We waited and wondered. Why had the clinic sent him here? Did he have any money? None- all used getting to the clinic. How had he been moved from the clinic to this hospital? – by the clinic truck. Was the clinic remaining responsible for him? The sister had bills of over 5000 Baht already. The only thing any of them had was me – connected by Mu Ku Ku.
One of the toughest parts of being here is making decisions about where PUB's donated money should go. The education of the young, possibly saving a life doing nothing so death when that can be the life or death of a family unit or one person or only time. Fathers get killed portering or by landmines or disease so Mothers die because they have no support and give what they have to their children.
I continued to phone David and one time catching him when the background noise in Trauma at the clinic was not so loud; I asked how did he get himself to the clinic each day knowing that each day there would be a patient that we didn't have the resources, skills or legality to help? As well by the time some get to the clinic, it is too late. Was this my present situation?
Finally the doctor arrived still looking quite fresh after his horrendous day that must have begun before seven. David had found out earlier that a spinal tap had been done on Sat. at the clinic and they, and so I, had the results and but the doctor did not. He accepted my hand written notes as if this was normal, thought myelogram then said Mae Sot Hospital's CAT Scan was no good and raising his significant eyebrows at me said the CAT Scanner at the private hospital was expensive but good??? I kept nodding. He nodded as well and hurried off. Jack said the Doctor suspected TB of the spine.

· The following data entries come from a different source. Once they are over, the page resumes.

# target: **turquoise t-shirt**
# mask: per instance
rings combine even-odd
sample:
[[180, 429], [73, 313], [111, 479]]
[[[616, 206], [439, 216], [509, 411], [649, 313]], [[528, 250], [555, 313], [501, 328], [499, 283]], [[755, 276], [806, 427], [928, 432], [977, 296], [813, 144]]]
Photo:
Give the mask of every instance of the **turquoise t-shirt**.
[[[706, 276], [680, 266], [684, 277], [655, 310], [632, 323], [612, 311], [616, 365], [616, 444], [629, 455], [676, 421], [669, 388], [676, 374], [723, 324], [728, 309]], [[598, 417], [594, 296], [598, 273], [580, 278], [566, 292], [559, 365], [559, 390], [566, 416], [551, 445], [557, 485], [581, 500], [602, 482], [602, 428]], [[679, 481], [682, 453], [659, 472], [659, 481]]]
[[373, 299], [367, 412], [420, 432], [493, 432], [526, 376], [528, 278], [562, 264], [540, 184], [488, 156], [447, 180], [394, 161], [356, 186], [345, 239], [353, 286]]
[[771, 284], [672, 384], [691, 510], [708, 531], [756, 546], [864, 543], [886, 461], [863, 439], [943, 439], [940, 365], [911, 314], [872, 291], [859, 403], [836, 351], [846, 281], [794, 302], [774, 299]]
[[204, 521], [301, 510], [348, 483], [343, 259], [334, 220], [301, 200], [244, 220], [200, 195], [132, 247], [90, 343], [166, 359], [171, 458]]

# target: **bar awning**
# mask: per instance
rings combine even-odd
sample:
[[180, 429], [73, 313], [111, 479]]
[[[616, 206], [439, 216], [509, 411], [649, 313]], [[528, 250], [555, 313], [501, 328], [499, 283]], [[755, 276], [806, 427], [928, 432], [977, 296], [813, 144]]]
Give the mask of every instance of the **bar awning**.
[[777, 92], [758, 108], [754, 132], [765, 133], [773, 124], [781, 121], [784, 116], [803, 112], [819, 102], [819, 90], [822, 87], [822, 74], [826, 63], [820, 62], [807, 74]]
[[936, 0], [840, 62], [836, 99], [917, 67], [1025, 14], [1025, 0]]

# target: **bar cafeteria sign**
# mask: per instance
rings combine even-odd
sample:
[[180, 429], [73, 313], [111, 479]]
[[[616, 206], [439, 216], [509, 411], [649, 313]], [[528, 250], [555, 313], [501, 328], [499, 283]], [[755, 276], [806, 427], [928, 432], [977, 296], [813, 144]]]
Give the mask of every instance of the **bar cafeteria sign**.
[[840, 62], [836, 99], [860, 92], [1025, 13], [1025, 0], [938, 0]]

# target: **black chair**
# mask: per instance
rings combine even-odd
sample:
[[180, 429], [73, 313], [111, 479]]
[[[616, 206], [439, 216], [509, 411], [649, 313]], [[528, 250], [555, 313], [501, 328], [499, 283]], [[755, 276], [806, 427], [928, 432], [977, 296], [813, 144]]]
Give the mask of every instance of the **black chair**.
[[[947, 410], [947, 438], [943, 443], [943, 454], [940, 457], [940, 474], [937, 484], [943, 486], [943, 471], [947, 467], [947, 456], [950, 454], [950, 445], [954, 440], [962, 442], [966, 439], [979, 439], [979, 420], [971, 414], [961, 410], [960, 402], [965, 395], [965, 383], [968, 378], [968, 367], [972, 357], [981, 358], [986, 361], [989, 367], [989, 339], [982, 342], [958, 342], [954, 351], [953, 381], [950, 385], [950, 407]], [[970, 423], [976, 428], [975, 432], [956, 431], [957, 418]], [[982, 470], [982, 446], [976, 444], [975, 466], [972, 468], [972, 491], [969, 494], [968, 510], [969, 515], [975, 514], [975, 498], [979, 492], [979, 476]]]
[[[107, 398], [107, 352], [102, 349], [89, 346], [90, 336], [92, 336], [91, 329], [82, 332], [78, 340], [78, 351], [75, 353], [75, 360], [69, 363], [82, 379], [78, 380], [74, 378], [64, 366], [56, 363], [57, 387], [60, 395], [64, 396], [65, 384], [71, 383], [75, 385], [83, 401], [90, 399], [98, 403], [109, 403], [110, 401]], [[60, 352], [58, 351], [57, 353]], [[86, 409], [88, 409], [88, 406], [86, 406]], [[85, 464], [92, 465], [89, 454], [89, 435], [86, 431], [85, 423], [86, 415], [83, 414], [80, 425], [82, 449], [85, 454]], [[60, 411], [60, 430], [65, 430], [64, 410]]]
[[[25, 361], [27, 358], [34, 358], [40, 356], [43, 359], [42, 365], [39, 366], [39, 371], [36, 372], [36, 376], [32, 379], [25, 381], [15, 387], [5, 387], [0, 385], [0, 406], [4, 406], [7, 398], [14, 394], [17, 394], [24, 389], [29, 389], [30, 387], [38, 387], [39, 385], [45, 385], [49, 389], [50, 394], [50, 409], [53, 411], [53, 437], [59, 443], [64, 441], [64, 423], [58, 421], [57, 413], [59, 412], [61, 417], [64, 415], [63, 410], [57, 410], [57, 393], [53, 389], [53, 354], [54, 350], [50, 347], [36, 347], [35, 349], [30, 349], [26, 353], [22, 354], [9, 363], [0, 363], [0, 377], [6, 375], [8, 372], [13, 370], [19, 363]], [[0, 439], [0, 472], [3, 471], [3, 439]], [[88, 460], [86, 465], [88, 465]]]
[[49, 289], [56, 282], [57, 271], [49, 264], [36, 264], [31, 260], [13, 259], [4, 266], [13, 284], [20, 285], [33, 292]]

Later David and Jack would come and talk to the doctor and when I returned from the college the following Friday, the diagnosis had been confirmed. Saw Kaw Lee Htoo had TB of the spine and now been isolated to a place in the hall outside the ward Toilets and was wearing a mask. Pulling it aside, he had a small smile to give.
We were hoping to transfer him back to the Clinic as the hospital bills were mounting but they wouldn't take him. The French ‘Doctors Without Borders' (MSF) have suddenly stopped supplying TB drugs to Burmese/Karen people who cannot prove they are legal migrant workers or registered with the UNHCR. The In Patient Department at the Clinic couldn't take him because of the MSF ruling.
The Karen medic in charge of Trauma said he would take him there (because of our interest I suspect) so Kaw Lee Htoo with his sister sleeping under his bed are now in Trauma, PUB is paying the very small amount for the TB medicine and care.
David says he is improving and indeed today he independently raised both his legs and gave me a huge smile. David says we don't know if he will get complete recovery. I hopefully disagree.
A touching anecdote to this story is that their village had somehow borrowed enough from someone in Bangkok to begin helping him. This put the village almost into bankruptcy I would expect. PUB has taken care of that debt. The village elder travelled all the way here to the clinic and talked with their accountant to whom we had given the money.
David connected with John Toye about this and he connected with a former OSMH colleague, Tony Reid, who is now working in Belgium at the headquarters of Doctors Without Borders and they are still trying to understand why treatment of TB has been stopped here.
We were lucky. If by chance we hadn't been there David has no doubt Saw Kaw Lay Htoo would be back in his village dying of ‘a tumour'.